= Amnesiac flooding =

Algorithm related to graph distribution

In distributed computing amnesic flooding is a stateless distributed flooding algorithm that can be implemented as a broadcast protocol in synchronous distributed networks without the need to store messages or flags between communication rounds. The algorithm is simple:

When a node receives a message, it forwards it to all of its neighbours it did not receive the message from. To initiate a broadcast on a network, a node simply sends the message to all of its neighbours.

The algorithm has been shown to terminate when the message begins at any subset of the network nodes or any sequence thereof.

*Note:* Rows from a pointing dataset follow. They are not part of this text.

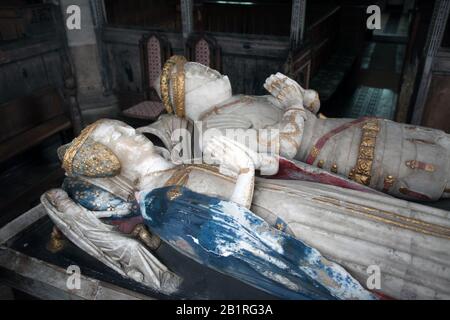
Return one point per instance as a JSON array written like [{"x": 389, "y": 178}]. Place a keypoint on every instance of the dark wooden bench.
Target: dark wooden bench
[
  {"x": 27, "y": 121},
  {"x": 28, "y": 164}
]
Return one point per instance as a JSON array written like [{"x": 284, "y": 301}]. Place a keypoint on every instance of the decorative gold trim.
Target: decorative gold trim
[
  {"x": 413, "y": 164},
  {"x": 362, "y": 172},
  {"x": 57, "y": 241},
  {"x": 165, "y": 82},
  {"x": 388, "y": 183},
  {"x": 320, "y": 163},
  {"x": 334, "y": 168},
  {"x": 72, "y": 150},
  {"x": 390, "y": 218}
]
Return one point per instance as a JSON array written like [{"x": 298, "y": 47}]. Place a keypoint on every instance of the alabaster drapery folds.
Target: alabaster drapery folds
[
  {"x": 293, "y": 239},
  {"x": 402, "y": 160}
]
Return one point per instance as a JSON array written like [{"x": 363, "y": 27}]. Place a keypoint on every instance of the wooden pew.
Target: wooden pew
[
  {"x": 25, "y": 172},
  {"x": 29, "y": 120}
]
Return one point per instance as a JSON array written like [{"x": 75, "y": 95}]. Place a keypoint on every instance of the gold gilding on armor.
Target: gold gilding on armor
[
  {"x": 314, "y": 151},
  {"x": 89, "y": 158},
  {"x": 334, "y": 168},
  {"x": 320, "y": 163},
  {"x": 177, "y": 86},
  {"x": 388, "y": 183},
  {"x": 57, "y": 241},
  {"x": 362, "y": 171},
  {"x": 72, "y": 150},
  {"x": 413, "y": 164}
]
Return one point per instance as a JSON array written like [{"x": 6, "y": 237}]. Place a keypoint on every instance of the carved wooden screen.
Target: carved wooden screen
[
  {"x": 204, "y": 49},
  {"x": 155, "y": 50}
]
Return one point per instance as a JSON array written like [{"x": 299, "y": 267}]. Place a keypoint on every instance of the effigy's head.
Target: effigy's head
[
  {"x": 107, "y": 148},
  {"x": 189, "y": 89}
]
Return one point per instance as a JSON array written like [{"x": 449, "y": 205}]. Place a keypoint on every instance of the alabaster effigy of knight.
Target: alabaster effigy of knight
[
  {"x": 294, "y": 239},
  {"x": 402, "y": 160}
]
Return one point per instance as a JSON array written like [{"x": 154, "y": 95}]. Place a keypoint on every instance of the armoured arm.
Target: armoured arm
[
  {"x": 290, "y": 96},
  {"x": 239, "y": 161}
]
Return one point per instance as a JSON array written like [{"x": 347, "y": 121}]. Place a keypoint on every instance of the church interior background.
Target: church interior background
[{"x": 55, "y": 81}]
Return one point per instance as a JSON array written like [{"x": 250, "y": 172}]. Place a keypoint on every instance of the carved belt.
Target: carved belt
[
  {"x": 362, "y": 172},
  {"x": 315, "y": 150}
]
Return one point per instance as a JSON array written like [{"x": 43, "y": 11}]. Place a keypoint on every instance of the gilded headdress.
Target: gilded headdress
[
  {"x": 178, "y": 85},
  {"x": 86, "y": 157}
]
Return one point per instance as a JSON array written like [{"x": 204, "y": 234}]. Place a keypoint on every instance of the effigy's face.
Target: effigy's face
[
  {"x": 108, "y": 148},
  {"x": 204, "y": 88}
]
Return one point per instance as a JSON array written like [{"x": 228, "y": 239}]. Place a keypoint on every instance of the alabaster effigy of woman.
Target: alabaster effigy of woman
[
  {"x": 292, "y": 238},
  {"x": 405, "y": 161}
]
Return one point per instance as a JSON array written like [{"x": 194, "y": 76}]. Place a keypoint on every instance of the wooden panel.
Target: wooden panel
[
  {"x": 437, "y": 112},
  {"x": 247, "y": 60},
  {"x": 28, "y": 66},
  {"x": 24, "y": 113},
  {"x": 29, "y": 138}
]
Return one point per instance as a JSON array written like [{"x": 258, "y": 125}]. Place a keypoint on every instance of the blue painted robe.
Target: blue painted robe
[
  {"x": 231, "y": 239},
  {"x": 95, "y": 198}
]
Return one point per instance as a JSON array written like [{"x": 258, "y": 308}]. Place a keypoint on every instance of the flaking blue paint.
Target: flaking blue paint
[
  {"x": 95, "y": 198},
  {"x": 231, "y": 239}
]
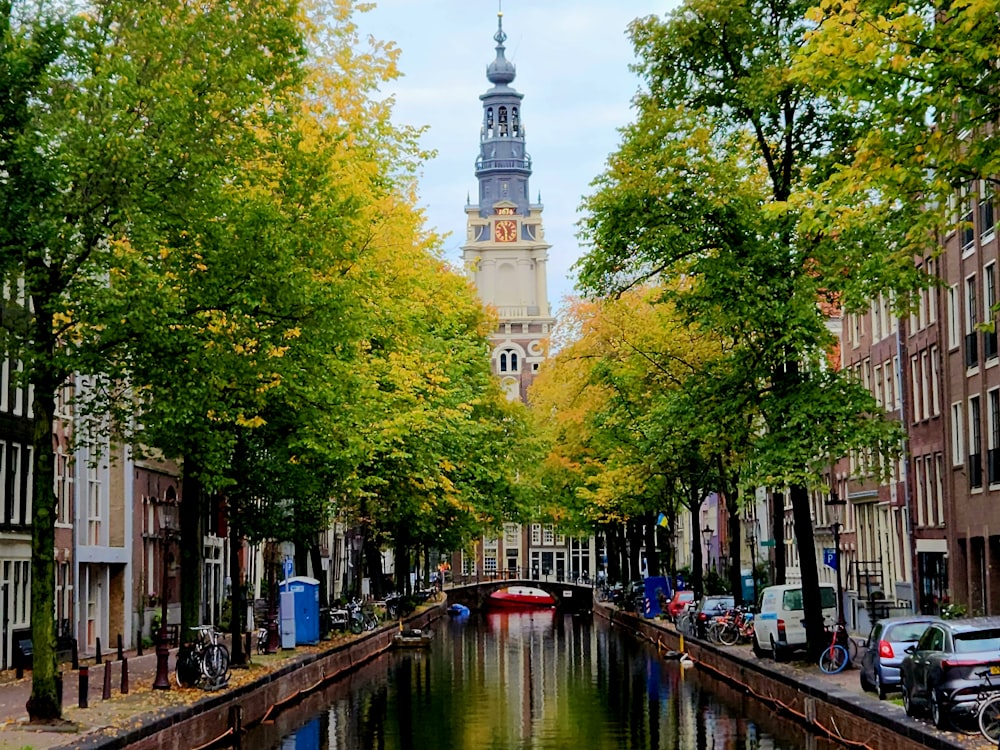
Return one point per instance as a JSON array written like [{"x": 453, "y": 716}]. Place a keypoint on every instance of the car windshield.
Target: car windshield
[
  {"x": 905, "y": 632},
  {"x": 977, "y": 640}
]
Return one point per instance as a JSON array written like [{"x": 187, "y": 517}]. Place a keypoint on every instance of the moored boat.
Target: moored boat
[
  {"x": 412, "y": 639},
  {"x": 520, "y": 597}
]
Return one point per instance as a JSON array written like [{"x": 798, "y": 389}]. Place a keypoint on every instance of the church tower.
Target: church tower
[{"x": 505, "y": 252}]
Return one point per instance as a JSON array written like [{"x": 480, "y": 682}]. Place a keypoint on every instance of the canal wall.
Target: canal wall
[
  {"x": 813, "y": 700},
  {"x": 214, "y": 720}
]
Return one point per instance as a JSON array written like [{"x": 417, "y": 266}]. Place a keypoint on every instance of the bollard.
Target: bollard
[
  {"x": 236, "y": 725},
  {"x": 84, "y": 686},
  {"x": 124, "y": 685}
]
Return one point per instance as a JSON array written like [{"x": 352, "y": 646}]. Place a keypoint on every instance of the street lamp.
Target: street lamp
[
  {"x": 750, "y": 532},
  {"x": 168, "y": 530},
  {"x": 836, "y": 508},
  {"x": 706, "y": 534}
]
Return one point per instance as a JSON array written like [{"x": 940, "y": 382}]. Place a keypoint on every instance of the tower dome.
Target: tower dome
[{"x": 501, "y": 71}]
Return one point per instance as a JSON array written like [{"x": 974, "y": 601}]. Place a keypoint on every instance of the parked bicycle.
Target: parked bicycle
[
  {"x": 361, "y": 616},
  {"x": 205, "y": 661},
  {"x": 836, "y": 656},
  {"x": 988, "y": 711},
  {"x": 736, "y": 626}
]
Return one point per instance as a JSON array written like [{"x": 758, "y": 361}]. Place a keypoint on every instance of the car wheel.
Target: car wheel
[
  {"x": 778, "y": 654},
  {"x": 866, "y": 684},
  {"x": 879, "y": 687},
  {"x": 938, "y": 714}
]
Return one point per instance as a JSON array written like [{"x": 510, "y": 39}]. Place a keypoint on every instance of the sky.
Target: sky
[{"x": 572, "y": 59}]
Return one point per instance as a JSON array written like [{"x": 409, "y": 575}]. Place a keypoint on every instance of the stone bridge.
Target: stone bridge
[{"x": 569, "y": 597}]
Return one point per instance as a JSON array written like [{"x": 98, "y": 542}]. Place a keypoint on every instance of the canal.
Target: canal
[{"x": 529, "y": 680}]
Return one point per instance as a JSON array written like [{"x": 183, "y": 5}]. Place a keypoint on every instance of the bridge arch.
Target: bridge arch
[{"x": 569, "y": 597}]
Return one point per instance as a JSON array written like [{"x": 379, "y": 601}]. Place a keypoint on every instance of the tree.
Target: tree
[
  {"x": 700, "y": 190},
  {"x": 919, "y": 80}
]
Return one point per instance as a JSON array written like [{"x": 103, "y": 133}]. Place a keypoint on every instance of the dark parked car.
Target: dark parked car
[
  {"x": 886, "y": 648},
  {"x": 942, "y": 673},
  {"x": 708, "y": 609}
]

For $I \subseteq V$ a subset of the nodes of a graph $G$, then $t(I)$ the time until an amnesiac flood terminates when started from $I$ is known to obey the following bounds: $t(I)=e(I)$ if $G$ is $I$-bipartite and $e(I)<t(I) \leq e(I)+d(G)+1$ if it is not, where $e(I)$ is the eccentricity of $I$ and $d(G)$ is the diameter. A graph is $I$-bipartite, if the quotient graph of $G$ with $I$ contracted to a single node is bipartite. This termination time is optimal for $I$-bipartite graphs and is asymptotically optimal for single node initialisation on non-bipartite graphs.

This termination is robust with respect to the loss of edges and nodes, however it fails with delays on edges or the addition of new edges.

== Variants of Amnesiac Flooding ==
Since its introduction, several variants of and related problems to amnesiac flooding have been studied. For example, a modified variant requiring the initial set to retain their knowledge of this membership and the message for a single round, but always requiring $e(I)+1$ rounds has been proposed.

A dynamic version of amnesiac flooding has been introduced considering the case where there are multiple different messages in the system and where each node can only send one message per round. This has been shown to terminate in the partial send case ($v$ sends an arbitrary message to its neighbours that didn't send it any message last round) and the ranked-full send case ($v$ sends the highest ranked message $m$ to all of its neighbours that did not send it $m$ last round). However, the unranked-full send ($v$ sends an arbitrary message $m$ to all of its neighbours that did not send it $m$ last round) does not necessarily terminate without additional stored information (such as the diameter of the graph ).